Now this is a true story….and I am kind sad it also becoming my story…..
When I was a young married lady…somewhere between 23 and 25 years old, there was this lady who was our neighbor in the flat we lived in. She worked as an accountant in an international NGO in Embu, which is my home….and she was called Leah. She was above 49yrs of age at that time…and I noticed she had very lose teeth…the front ones…probably 2 of them…But she lived alone….She had no visitors, and I dont remember any children coming to visit her. Probably they did when I was not paying much attention but whenever I went to visit her, she was usually alone working….she carried work home. I always wondered if she was lonely or not. If she was single by choice or because she never found a good man to settle down with. And after a few sessions of socialization with her I got to know that she has been married earlier but it did not go well and so she divorced the man.

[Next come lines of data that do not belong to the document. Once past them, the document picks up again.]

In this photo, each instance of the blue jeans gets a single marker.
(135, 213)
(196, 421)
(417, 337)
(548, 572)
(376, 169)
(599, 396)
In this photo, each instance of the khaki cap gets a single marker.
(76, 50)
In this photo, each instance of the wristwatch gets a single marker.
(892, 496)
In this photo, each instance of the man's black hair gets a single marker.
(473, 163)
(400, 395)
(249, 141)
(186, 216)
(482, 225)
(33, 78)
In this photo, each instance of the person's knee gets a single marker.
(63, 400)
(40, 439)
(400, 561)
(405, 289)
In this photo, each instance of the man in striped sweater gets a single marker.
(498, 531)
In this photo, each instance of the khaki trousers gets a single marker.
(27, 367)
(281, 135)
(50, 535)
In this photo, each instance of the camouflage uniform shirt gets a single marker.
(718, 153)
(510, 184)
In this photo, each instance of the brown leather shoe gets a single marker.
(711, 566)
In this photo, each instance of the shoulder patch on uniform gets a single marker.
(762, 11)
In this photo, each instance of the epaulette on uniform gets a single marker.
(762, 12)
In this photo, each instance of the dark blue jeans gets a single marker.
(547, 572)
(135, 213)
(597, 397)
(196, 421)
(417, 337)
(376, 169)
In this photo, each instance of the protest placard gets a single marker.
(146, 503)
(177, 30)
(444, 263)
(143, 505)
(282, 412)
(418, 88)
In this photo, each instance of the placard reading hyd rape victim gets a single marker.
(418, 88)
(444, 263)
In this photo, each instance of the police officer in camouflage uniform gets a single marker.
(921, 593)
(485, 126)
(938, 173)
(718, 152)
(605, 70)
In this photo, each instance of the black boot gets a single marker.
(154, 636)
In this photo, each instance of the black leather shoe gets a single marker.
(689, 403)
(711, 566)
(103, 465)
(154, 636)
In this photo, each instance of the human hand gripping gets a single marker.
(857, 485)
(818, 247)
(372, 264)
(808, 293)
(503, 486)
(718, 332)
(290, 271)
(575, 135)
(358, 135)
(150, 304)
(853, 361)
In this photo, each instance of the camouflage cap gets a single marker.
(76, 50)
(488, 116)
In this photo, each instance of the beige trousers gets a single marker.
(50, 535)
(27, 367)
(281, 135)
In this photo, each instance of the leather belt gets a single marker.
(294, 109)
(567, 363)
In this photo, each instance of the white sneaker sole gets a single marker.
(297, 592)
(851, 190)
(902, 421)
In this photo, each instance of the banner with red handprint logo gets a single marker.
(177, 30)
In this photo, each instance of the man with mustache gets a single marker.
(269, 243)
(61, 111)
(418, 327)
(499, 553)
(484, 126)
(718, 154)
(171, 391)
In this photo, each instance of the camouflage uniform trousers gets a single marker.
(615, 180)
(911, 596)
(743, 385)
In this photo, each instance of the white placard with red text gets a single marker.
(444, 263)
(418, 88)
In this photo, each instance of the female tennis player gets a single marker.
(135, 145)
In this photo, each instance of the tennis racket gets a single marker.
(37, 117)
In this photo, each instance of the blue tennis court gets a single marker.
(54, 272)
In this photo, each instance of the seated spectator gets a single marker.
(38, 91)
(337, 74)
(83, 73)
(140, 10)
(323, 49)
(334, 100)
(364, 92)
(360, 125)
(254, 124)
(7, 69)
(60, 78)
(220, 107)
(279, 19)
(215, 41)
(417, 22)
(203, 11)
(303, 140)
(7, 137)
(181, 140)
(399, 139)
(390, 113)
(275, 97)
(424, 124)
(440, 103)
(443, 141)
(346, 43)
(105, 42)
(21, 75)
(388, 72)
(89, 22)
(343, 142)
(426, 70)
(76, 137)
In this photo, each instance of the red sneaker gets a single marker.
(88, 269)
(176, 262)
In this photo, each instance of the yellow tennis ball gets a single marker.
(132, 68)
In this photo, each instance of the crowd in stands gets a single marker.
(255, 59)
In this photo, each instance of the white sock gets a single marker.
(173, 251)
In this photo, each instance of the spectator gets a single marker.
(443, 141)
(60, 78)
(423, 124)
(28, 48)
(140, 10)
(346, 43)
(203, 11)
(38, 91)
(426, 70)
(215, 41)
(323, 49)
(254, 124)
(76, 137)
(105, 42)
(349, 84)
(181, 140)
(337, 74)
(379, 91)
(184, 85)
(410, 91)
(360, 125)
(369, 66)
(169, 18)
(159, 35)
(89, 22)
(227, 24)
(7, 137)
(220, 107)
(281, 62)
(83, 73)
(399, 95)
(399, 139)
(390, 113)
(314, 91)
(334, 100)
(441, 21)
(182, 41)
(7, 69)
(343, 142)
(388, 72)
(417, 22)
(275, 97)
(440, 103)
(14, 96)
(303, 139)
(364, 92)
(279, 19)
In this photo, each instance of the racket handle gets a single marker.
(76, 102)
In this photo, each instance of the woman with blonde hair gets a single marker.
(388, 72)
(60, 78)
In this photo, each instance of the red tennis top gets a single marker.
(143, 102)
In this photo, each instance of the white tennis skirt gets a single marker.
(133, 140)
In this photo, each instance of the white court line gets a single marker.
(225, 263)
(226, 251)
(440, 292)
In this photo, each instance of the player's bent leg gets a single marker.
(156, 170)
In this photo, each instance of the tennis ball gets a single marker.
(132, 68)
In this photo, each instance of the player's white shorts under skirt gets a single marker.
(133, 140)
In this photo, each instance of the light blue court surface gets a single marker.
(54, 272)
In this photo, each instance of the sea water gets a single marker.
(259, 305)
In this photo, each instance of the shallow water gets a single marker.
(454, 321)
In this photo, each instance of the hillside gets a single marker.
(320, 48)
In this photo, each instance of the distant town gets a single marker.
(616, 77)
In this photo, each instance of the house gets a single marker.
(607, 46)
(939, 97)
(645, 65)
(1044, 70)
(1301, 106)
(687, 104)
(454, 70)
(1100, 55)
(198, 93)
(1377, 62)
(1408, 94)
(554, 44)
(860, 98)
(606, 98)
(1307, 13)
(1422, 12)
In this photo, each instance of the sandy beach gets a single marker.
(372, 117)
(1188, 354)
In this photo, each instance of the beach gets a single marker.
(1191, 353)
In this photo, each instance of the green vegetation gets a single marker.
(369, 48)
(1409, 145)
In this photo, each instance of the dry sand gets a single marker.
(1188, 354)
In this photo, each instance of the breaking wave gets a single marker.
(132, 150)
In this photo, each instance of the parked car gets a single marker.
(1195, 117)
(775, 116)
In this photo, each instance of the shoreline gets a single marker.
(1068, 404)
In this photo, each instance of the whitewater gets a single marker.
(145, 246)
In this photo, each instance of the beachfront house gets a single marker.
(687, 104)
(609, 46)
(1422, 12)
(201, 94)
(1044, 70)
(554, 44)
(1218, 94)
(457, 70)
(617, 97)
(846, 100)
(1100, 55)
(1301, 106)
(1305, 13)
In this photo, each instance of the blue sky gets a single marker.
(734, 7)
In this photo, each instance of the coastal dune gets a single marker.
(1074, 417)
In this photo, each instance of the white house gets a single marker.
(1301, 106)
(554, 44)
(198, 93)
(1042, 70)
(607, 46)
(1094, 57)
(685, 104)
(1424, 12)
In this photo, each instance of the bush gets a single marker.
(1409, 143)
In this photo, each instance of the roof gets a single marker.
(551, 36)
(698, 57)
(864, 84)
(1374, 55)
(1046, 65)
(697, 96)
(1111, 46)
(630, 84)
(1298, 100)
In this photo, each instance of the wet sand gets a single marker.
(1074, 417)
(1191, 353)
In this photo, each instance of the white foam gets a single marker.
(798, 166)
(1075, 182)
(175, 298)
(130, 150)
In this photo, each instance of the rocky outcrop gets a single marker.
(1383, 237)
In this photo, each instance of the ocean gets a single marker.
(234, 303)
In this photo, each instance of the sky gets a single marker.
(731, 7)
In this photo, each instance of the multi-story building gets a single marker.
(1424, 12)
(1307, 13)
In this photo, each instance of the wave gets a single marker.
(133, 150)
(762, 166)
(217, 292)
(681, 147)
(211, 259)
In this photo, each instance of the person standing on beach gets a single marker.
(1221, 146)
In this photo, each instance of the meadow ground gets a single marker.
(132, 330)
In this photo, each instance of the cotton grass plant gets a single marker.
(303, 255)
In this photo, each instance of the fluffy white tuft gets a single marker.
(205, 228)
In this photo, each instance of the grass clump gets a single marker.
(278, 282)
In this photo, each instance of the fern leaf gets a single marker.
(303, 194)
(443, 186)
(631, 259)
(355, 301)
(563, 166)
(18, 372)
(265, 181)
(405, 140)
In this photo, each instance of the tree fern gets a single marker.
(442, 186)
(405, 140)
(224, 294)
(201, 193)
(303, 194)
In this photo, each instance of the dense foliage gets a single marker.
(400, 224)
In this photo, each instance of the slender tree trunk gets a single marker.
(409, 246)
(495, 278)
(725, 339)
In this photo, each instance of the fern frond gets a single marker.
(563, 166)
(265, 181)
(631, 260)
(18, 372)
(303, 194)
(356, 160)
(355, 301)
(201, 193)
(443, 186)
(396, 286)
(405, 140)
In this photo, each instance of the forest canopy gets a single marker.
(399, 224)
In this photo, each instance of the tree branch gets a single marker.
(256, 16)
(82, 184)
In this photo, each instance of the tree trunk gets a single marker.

And (I remember being told by my English teacher never to start a sentence with AND but I will for now)…as I sit here all alone, I remember her. I feel like this is who she was then. I am alone, not dating anyone, not having any perspectives at all….and it scares the shit out of me…(excuse my french). I am who she was then. A single woman of a certain age as my friend Jocelyn likes to call women above 40yrs. I am going to be 42yrs in August and I am concerned whether this status quo will be maintained till my expiry date.
But a relationship is not a pair of stockings you buy off a shelf…….it is not a thing you buy off the mama mboga’s kiosk. Certain things have to happen at the same time for you to even find a man who dares to take interest in you. And I have learned that as I grow older, the less I attract that attention. And I remember when I was undertaking my degree in Psychology, and as we discussed the psychology of aging, it gets more lonely as you grow older because your energy diminishes with time and you become less active and there will come a time when companionship will be very important for sanity’s sake.
So I sit here, watching this movie called..”man on the train”and I see this old man who lets in a stranger, and he lives in this huge house alone..and he talks too much, telling this stranger who talks very little about the days of his youth….and so many emotions come rushing in….and wishing I had a huge house and then I would have a dog or a cat..but then with the latest shocking news of dogs at the coast, I begin to think it would not be a very wise idea rest the neighbors brand me something that I am not….and if I would have a dog, probably I would be less concerned. My other wish was that I could convince God to bring me a great man…that man who would not awaken my fears that I harbor about relationships…definitely remnants of my experience then.
So what am I scare of? What are these little demons I am scared of…..For sure, I would not want a man who would abuse me physically…or emotionally…or financially…or psychologically. I am scared of such abuse…I would not want to have a man who would cheat on me…I know too well the intensity of betrayal…..and now I love my freedom…am I really sure I would give that up? No….Yet being in a relationship calls for you to give up that control and freedom..and I dont think I am ready to let that go…to me, that would be giving up too much….
So, for all you ladies who are out there…remember, whether we believe it or not..women have a shelf life…..it gets harder and harder to get a hook up as you grow older because, more beautiful and sophisticated ones are born all the time…and men shift their attention from you to the younger and sophisticated women…and all you are left to choose from, and that is if you are lucky to get that opportunity….is a widower or a divorcee…or a “utahama lini”kind of man…….Some may call me a bitter old woman but well…been there done that…and besides..this is just my thoughts…it is not necessarily the gospel truth…..
I rest my fingers…..and I wish you all the love that you deserve.